Memory Management Mechanism

TiDB's memory management basically consists of a memory usage quota settings for each query, and two interfaces, called Tracker and OOMAction.

Tracker

Tracker tracks the memory usage of each element with a tree structure.

Genral use cases:

                                               /--- Tracker(Component in Executor, e.g. list/rowContainer/worker)
                                               |           ...
                    /--- Tracker(Executor1) ---+--- Tracker(Component)
                    |
Tracker(Session) ---+--- Tracker(Executor2)
      |             |         ...
      |             \--- Tracker(Executor3)
 OOM-Action1
      |
      |
 OOM-Action2
     ...

When a component allocates some memory, it will call the function Tracker.Consume(bytes) to tell the Tracker how much memory it uses. Tracker.Comsume will traverse all its ancestor nodes, accumulate memory usage and trigger OOM-Action when exceeded.

OOM-Action

OOM-Action is a series of actions grouped in a linked list to reduce memory usage. Each node on the linked list abstracts a strategy to be used when the memory usage of a SQL exceeds the memory quota. For example, we define the spill to disk strategy as SpillDiskAction, rate limit strategy as rateLimitAction and cancel strategy as PanicOnExceed.

Rate Limit

TiDB supports dynamic memory control for the operator that reads data. By default, this operator uses the maximum number of threads that tidb_disql_scan_concurrency allows to read data. When the memory usage of a single SQL execution exceeds tidb_mem_quota_query each time, the operator that reads data stops one thread.

We use rateLimitAction to dynamically control the data reading speed of TableReader.

Spill Disk

TiDB supports disk spill for execution operators. When the memory usage of a SQL execution exceeds the memory quota, tidb-server can spill the intermediate data of execution operators to the disk to relieve memory pressure. Operators supporting disk spill include Sort, MergeJoin, HashJoin, and HashAgg.

SpillDiskAction

We use SpillDiskAction to control the spill disk of HashJoin and MergeJoin.

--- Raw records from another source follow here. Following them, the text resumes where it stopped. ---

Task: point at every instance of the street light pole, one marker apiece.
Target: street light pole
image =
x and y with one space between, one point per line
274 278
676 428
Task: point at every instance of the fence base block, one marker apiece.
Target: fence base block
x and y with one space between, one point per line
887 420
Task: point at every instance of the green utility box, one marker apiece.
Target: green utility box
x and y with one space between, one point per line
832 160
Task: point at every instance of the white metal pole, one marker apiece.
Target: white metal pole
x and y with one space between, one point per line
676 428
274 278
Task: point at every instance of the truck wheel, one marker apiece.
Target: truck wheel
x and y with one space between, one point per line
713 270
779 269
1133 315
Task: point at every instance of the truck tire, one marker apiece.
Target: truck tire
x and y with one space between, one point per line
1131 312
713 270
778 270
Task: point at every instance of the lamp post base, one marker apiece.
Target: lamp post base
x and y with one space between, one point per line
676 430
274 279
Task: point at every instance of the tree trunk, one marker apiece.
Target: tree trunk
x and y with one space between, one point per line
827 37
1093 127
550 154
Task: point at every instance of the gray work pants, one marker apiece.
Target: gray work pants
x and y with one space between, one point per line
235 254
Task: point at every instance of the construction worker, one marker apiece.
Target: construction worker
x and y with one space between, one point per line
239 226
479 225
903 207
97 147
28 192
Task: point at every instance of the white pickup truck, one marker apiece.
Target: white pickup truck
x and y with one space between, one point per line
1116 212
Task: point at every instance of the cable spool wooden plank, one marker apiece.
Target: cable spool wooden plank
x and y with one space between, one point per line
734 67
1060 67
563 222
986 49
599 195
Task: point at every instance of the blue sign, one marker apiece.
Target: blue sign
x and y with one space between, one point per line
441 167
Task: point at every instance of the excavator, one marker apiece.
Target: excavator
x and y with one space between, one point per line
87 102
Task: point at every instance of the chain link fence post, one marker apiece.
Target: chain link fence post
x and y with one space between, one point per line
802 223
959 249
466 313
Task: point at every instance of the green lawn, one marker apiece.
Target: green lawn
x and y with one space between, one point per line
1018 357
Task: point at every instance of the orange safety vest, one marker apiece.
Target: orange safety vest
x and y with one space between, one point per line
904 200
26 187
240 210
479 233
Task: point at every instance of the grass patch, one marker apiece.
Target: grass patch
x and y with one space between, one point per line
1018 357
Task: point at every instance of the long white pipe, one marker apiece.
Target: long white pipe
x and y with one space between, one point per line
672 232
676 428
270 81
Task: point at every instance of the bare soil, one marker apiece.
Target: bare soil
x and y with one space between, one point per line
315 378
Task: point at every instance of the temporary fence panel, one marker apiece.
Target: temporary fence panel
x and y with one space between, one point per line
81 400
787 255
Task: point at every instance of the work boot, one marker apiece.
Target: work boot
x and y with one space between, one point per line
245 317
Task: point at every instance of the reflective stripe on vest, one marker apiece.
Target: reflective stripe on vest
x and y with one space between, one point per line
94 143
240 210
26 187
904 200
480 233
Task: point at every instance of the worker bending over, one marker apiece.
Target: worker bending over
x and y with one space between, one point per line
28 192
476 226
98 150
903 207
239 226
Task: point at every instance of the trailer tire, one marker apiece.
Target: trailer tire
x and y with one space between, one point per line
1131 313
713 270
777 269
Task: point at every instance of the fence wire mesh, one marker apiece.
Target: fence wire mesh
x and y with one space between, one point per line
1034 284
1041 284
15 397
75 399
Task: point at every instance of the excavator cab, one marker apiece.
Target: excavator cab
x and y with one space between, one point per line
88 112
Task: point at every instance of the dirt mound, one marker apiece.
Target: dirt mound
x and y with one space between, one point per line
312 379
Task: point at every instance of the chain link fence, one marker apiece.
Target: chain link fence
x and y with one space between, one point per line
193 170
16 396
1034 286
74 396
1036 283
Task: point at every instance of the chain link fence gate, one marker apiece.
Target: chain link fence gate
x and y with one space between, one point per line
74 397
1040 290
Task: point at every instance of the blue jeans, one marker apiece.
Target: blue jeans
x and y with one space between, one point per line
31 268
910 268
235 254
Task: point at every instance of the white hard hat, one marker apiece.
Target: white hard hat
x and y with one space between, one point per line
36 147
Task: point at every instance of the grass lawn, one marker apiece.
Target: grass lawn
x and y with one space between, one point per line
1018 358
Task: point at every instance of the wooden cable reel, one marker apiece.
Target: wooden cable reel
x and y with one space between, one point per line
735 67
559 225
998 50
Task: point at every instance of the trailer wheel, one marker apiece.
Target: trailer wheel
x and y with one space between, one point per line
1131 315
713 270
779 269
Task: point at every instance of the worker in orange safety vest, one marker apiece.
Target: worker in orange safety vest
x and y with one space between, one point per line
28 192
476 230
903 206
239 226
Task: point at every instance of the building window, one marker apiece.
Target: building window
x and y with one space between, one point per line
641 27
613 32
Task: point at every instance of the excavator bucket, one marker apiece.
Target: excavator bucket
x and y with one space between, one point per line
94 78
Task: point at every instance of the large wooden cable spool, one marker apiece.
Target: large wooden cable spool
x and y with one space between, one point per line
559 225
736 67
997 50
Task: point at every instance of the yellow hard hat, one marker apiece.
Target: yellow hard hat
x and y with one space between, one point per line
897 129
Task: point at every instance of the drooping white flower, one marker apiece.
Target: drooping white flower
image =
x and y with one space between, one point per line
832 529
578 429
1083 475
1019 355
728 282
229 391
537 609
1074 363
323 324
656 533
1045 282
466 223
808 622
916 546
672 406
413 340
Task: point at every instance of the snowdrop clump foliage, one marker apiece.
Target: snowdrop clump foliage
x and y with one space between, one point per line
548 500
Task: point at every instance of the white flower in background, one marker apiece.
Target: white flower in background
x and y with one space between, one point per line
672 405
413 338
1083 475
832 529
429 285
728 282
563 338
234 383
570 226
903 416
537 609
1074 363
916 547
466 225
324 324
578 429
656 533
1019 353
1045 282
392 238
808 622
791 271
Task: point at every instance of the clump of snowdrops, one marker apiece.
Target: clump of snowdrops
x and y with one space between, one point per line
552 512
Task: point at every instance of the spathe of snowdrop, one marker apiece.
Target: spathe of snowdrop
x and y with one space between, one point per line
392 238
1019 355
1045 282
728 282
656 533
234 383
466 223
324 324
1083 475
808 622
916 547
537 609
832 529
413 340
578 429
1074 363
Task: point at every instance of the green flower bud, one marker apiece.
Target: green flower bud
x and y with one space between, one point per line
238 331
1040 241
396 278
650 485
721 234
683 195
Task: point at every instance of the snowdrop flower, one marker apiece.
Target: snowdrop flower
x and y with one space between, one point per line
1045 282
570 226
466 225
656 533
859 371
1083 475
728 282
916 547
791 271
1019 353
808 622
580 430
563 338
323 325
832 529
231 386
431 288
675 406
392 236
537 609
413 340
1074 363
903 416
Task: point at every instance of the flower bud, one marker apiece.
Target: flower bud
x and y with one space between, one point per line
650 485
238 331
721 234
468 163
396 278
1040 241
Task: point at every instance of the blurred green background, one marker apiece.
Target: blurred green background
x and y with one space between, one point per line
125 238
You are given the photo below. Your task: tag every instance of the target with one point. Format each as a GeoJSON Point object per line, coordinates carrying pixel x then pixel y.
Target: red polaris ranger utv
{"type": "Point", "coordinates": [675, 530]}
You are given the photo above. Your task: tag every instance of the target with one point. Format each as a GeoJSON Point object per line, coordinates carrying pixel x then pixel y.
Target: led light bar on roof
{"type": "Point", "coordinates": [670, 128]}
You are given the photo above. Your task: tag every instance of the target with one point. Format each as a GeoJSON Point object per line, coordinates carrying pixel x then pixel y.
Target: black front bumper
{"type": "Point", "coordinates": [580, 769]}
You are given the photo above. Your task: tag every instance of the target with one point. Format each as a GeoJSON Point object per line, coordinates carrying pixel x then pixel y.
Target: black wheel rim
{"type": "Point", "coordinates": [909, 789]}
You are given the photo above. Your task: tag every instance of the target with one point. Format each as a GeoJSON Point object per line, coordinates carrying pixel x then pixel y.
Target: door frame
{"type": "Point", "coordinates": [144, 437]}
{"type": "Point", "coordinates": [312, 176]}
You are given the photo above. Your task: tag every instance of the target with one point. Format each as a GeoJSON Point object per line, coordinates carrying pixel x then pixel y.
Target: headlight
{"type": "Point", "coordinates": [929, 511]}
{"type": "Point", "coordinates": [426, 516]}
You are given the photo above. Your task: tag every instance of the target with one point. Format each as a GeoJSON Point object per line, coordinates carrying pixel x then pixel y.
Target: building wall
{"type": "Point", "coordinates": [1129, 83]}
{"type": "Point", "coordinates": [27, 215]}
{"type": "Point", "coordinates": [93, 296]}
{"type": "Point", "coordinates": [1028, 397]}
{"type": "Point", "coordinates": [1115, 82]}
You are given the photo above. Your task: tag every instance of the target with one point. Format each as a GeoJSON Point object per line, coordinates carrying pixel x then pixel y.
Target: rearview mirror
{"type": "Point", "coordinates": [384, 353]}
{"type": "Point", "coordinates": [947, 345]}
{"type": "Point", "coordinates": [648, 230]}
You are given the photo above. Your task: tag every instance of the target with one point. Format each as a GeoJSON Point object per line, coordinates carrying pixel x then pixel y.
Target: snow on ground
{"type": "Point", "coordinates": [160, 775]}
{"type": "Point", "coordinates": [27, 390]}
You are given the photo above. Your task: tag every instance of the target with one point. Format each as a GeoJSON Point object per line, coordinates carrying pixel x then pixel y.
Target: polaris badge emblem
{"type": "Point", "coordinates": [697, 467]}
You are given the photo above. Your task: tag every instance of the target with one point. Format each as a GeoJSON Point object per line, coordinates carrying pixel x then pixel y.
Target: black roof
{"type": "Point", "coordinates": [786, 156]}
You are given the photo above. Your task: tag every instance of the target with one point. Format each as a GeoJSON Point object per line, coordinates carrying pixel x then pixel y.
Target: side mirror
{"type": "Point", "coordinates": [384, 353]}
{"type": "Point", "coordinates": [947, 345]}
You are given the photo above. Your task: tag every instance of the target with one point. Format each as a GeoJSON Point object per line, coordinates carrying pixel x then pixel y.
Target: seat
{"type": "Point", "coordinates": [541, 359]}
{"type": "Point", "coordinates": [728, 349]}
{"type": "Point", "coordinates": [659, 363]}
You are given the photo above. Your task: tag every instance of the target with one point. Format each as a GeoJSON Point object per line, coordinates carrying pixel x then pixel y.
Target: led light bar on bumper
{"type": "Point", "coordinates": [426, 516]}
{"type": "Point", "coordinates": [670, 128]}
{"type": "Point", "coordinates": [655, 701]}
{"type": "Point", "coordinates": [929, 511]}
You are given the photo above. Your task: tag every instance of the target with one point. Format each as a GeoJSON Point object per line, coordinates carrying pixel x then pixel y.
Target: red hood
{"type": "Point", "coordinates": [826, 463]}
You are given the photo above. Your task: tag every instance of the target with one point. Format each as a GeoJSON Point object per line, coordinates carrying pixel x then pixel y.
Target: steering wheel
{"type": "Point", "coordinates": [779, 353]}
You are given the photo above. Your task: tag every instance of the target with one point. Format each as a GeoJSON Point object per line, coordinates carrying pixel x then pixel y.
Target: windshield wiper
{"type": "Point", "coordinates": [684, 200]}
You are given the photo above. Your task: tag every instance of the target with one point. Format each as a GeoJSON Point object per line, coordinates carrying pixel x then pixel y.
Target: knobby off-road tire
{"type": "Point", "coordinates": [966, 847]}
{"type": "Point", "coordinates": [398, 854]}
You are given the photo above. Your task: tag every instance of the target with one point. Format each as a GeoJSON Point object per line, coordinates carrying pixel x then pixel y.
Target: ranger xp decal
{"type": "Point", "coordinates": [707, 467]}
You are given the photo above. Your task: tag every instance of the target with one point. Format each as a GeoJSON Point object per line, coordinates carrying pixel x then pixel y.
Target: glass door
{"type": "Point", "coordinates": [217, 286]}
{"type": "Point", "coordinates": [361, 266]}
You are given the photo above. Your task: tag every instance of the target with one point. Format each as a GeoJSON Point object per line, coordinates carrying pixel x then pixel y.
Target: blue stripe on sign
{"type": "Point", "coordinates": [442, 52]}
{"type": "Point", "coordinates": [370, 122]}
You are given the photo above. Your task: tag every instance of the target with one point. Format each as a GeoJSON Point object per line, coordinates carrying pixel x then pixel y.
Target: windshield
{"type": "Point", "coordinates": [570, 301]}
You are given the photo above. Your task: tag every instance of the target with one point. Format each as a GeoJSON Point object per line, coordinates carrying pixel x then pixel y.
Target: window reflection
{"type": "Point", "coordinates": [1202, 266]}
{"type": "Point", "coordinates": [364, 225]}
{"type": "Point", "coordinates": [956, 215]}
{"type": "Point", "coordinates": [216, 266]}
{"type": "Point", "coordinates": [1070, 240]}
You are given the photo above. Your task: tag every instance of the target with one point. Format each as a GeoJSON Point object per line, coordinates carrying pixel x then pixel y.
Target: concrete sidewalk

The data will be placed in Chunk unit when spilling. We can get any data in Chunk through random I/O.

SortAndSpillDiskAction

We use SortAndSpillDiskAction to control the spill disk of Sort.

If the input of SortExec is small, then it sorts in memory. If the input is large, the SortAndSpillDiskAction will be triggered, and an external sort algorithm will be used. We can split the input into multiple partitions and perform a merge sort on them.

External sorting algorithms generally have two stages, sort and merge. In the sort stage, chunks of data small enough to fit in main memory are read, sorted, and written out to a temporary file. In the merge stage, the sorted subfiles are combined, and the final result will be outputted.

AggSpillDiskAction

We use AggSpillDiskAction to control the spill disk of HashAgg. When AggSpillDiskAction is triggered, it will switch HashAgg executor to spill-mode, and the memory usage of HashAgg won't grow.

We use the following algorithm to control the memory increasing:

  1. When the memory usage is higher than the mem-quota-query, switch the HashAgg executor to spill-mode.
  2. When HashAgg is in spill-mode, keep the tuple in the hash map no longer growing. a. If the processing key exists in the Map, aggregate the result. b. If the processing key doesn't exist in the Map, spill the data to disk.
  3. After all data have been processed, output the aggregate result in the map, clear the map. Then read the spilling data from disk, repeat the Step1-Step3 until all data gets aggregated.

As we can see, unlike other spilling implementations, AggSpillDiskAction does not make the memory drop immediately, but keeps the memory no longer growing.

Log/Cancel

When the above methods cannot control the memory within the threshold, we will try to use PanicOnExceed to cancel the SQL or use LogOnExceed to log the SQL info.